Inverse analysis applied to retrieval of parameters and reconstruction of temperature field in a transient conduction–radiation heat transfer problem involving mixed boundary conditions

• Published in: International communications in heat and mass transfer Vol. 37; no. 1; pp. 52 - 57
• Main Authors: Das, Ranjan, Mishra, Subhash C., Uppaluri, R.
• Format: Journal Article
• Language: English
• Published: Kidlington Elsevier Ltd 2010; Elsevier
• Subjects: Analytical and numerical techniques; Boundaries; Boundary conditions; Errors; Exact sciences and technology; Finite volume method; Fundamental areas of phenomenology (including applications); Genetic algorithm; Genetic algorithms; Genetics; Heat conduction; Heat transfer; Lattice Boltzmann method; Physics; Reconstruction; Retrieval; Retrieval of parameters Conduction and radiation; Temperature distribution; Thermal radiation; Finite volume method; Lattice Boltzmann method; Retrieval of parameters Conduction and radiation; Genetic algorithm; Temperature distribution; Boltzmann equation; Thermal radiation; Digital simulation; Lattice model; Boundary conditions; Modelling; Finite volume methods; Genetic algorithms; Thermal conduction; Transients
• ISSN: 0735-1933; 1879-0178
• DOI: 10.1016/j.icheatmasstransfer.2009.07.016

This article deals with the application of the inverse method for simultaneous retrieval of parameters and reconstruction of the temperature field in a transient conduction–radiation problem with mixed boundary conditions.

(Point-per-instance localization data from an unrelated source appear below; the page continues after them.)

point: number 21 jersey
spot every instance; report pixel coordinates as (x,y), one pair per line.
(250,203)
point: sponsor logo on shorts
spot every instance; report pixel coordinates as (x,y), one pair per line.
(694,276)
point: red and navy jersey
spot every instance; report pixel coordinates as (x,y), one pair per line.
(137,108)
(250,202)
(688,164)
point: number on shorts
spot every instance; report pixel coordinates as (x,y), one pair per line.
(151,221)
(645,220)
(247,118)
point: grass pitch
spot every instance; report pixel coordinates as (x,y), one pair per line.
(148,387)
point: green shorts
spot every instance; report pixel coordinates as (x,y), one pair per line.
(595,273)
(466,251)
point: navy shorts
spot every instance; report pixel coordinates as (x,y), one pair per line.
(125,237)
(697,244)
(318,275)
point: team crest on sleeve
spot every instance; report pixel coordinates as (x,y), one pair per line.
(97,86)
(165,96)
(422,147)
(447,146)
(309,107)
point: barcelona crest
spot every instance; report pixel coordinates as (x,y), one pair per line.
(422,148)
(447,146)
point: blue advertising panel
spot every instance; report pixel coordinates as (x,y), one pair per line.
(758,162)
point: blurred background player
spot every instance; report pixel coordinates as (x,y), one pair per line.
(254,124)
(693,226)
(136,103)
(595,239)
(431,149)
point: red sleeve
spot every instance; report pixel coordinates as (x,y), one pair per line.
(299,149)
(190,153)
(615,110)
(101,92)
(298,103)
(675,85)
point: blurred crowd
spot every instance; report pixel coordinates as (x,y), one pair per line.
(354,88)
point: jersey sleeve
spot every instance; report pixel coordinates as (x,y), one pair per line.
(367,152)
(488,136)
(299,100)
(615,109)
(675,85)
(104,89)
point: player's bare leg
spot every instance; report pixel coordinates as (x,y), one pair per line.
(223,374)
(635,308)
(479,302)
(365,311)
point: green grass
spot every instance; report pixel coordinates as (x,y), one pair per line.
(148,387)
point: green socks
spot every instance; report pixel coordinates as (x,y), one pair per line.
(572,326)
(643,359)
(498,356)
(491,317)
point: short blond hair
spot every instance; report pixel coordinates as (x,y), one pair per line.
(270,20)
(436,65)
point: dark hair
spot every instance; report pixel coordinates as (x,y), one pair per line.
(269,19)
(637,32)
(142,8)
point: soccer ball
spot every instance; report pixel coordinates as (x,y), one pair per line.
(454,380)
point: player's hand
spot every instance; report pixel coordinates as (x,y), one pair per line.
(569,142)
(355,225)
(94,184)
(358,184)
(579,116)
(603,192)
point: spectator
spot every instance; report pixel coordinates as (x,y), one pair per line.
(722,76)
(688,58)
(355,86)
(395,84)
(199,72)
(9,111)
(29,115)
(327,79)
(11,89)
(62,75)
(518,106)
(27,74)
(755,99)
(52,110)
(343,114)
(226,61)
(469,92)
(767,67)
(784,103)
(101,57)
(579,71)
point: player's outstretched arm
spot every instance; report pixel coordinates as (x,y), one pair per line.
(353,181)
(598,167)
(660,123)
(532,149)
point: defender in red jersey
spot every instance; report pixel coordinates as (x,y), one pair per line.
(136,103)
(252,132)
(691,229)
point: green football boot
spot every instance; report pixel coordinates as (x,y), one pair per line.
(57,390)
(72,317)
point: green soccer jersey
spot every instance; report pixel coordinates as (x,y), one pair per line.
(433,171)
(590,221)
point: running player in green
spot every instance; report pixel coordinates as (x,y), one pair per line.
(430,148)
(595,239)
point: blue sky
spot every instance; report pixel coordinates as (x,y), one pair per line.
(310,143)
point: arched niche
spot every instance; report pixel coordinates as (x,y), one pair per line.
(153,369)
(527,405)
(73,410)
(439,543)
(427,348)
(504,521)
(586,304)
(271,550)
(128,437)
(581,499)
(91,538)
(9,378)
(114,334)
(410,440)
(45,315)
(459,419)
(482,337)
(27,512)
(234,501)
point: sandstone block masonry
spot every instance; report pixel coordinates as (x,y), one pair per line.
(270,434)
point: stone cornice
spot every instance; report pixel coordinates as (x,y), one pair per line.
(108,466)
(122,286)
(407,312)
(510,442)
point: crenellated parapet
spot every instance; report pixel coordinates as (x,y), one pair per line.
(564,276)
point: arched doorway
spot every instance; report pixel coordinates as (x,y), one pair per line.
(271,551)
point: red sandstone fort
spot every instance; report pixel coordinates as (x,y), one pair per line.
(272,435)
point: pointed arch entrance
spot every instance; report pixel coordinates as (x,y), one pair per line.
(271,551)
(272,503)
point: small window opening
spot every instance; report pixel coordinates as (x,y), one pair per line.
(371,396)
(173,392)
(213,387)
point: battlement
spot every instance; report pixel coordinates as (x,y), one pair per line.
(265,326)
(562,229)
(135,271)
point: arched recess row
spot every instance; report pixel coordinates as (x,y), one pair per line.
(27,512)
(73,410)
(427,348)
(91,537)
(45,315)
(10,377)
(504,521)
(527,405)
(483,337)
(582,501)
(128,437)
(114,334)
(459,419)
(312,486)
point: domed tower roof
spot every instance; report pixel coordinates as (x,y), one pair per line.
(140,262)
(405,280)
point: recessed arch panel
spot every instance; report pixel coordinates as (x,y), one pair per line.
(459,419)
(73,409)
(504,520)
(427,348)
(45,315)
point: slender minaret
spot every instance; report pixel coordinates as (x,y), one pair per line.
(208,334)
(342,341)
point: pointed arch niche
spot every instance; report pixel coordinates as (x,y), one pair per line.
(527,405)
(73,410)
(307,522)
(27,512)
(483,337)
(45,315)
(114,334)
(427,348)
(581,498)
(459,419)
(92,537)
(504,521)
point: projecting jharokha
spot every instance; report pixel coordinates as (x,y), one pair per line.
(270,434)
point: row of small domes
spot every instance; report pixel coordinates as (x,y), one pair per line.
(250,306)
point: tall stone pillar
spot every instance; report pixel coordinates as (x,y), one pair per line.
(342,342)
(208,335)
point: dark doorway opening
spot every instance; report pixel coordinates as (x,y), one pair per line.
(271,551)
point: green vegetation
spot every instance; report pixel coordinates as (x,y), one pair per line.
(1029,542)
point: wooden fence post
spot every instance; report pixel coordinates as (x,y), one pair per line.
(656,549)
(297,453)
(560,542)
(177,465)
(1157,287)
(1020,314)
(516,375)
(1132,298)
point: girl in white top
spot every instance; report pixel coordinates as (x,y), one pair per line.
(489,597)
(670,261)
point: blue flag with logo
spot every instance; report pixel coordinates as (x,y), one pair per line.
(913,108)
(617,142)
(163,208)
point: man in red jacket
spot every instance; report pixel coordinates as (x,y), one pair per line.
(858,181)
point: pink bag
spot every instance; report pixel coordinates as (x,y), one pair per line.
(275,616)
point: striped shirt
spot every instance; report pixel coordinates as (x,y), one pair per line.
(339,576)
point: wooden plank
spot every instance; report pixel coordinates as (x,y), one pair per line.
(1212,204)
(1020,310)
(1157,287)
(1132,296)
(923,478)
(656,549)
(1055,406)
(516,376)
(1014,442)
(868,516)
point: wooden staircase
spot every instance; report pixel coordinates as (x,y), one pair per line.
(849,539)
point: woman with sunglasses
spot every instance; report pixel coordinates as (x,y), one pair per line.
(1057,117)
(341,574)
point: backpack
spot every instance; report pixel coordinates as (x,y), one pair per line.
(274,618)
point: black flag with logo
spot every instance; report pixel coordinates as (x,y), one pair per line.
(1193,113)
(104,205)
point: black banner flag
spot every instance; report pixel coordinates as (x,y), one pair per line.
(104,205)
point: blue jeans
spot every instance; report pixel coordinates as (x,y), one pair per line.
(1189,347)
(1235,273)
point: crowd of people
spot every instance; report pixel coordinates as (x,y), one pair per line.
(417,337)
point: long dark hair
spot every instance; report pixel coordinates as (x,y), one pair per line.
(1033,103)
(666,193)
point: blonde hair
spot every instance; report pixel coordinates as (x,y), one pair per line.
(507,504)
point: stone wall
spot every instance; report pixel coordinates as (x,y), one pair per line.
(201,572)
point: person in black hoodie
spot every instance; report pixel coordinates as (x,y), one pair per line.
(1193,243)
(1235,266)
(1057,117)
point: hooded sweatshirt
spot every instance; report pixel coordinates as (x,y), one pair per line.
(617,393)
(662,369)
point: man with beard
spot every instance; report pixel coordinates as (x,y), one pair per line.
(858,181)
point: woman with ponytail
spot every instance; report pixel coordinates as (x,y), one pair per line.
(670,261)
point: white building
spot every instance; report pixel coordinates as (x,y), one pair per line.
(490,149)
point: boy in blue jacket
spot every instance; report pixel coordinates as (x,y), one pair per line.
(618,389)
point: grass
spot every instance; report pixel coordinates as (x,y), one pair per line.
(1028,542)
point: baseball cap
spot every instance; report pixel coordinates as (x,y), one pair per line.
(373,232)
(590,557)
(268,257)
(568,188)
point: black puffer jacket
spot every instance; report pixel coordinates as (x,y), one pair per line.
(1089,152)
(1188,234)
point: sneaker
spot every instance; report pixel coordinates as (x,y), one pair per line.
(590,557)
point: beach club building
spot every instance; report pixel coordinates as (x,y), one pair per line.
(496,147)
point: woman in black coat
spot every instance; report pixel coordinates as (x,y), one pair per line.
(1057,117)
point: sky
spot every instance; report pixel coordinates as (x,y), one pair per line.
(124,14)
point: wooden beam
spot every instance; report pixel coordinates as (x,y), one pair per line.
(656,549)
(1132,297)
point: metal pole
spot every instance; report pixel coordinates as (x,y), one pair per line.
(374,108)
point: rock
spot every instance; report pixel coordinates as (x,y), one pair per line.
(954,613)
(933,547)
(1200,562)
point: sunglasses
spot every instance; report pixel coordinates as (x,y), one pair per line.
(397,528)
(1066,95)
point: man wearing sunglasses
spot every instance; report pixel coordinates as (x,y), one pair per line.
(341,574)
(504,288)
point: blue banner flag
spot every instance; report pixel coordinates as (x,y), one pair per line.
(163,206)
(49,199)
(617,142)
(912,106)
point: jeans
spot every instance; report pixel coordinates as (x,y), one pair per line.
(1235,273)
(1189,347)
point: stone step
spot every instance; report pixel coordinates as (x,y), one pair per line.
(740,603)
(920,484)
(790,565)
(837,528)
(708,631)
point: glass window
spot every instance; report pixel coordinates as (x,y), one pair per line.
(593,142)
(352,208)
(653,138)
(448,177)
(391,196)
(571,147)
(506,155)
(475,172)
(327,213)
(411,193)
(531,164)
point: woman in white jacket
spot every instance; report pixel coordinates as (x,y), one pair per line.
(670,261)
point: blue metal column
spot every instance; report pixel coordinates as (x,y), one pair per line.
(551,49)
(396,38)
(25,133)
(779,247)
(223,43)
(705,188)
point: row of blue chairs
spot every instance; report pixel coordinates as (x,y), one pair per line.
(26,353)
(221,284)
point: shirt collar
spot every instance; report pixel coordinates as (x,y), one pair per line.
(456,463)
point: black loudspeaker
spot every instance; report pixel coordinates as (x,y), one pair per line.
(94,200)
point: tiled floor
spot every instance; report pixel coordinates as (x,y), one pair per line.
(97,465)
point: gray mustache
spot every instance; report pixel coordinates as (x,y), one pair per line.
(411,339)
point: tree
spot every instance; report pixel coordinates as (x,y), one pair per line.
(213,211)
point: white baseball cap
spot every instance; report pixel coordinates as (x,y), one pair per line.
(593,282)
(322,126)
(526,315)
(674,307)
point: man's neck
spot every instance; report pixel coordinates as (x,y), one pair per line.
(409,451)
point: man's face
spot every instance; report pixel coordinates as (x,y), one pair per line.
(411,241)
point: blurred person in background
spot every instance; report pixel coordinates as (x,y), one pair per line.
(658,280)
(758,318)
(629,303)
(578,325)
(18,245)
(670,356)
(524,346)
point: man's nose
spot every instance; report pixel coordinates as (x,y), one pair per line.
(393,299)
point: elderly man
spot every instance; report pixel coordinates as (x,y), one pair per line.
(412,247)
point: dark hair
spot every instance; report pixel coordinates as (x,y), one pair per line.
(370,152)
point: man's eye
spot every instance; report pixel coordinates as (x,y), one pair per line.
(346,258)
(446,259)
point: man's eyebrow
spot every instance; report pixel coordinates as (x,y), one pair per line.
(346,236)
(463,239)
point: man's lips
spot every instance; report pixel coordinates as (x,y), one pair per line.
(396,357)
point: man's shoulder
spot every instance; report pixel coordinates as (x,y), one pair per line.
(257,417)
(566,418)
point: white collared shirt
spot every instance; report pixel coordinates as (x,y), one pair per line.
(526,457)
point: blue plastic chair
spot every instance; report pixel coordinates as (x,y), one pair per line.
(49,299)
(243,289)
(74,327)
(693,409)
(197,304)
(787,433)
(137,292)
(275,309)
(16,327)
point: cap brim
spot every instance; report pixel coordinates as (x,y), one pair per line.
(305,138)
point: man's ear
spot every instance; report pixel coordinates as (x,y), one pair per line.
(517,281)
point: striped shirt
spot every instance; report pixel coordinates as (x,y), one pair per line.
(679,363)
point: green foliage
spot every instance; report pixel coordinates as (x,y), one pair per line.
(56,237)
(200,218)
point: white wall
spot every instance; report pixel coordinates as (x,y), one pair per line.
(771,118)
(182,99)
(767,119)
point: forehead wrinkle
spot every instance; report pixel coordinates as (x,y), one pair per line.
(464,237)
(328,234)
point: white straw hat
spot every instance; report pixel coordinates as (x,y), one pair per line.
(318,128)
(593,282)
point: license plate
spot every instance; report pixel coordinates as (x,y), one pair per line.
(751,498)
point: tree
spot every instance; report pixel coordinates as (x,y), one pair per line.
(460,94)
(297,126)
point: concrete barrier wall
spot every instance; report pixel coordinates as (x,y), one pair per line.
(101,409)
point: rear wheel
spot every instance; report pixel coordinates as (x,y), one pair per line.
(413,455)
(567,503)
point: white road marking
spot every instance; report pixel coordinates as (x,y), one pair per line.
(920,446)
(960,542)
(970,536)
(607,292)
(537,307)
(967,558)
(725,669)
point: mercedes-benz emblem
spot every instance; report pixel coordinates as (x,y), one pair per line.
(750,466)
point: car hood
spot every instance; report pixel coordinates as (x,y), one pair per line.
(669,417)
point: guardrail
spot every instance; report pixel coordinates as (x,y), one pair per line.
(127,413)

The conducting–radiating medium is absorbing, emitting and isotropically scattering. The boundaries are diffuse gray. One boundary of the planar medium is at a prescribed temperature, while the other boundary is at a prescribed heat flux. A method involving lattice Boltzmann method (LBM), the finite volume method (FVM) is used to obtain the temperature field in the mixed boundary problem which in the present work is termed as the direct method. Next, random perturbations are imposed on this exact temperature field and then simultaneous reconstruction of the same and estimation of properties are accomplished by minimizing the square of the error between the exact and guessed temperature fields. This error, that in the present work is termed as the objective function, is minimized using the genetic algorithm (GA). The impact of different genetic parameters on the accuracy of the estimation is also investigated. It is observed that subject to the proper selection of the genetic parameters, simultaneous reconstruction of the temperature field along with a reasonably good estimation of the unknown parameters can be achieved using the LBM–FVM–GA.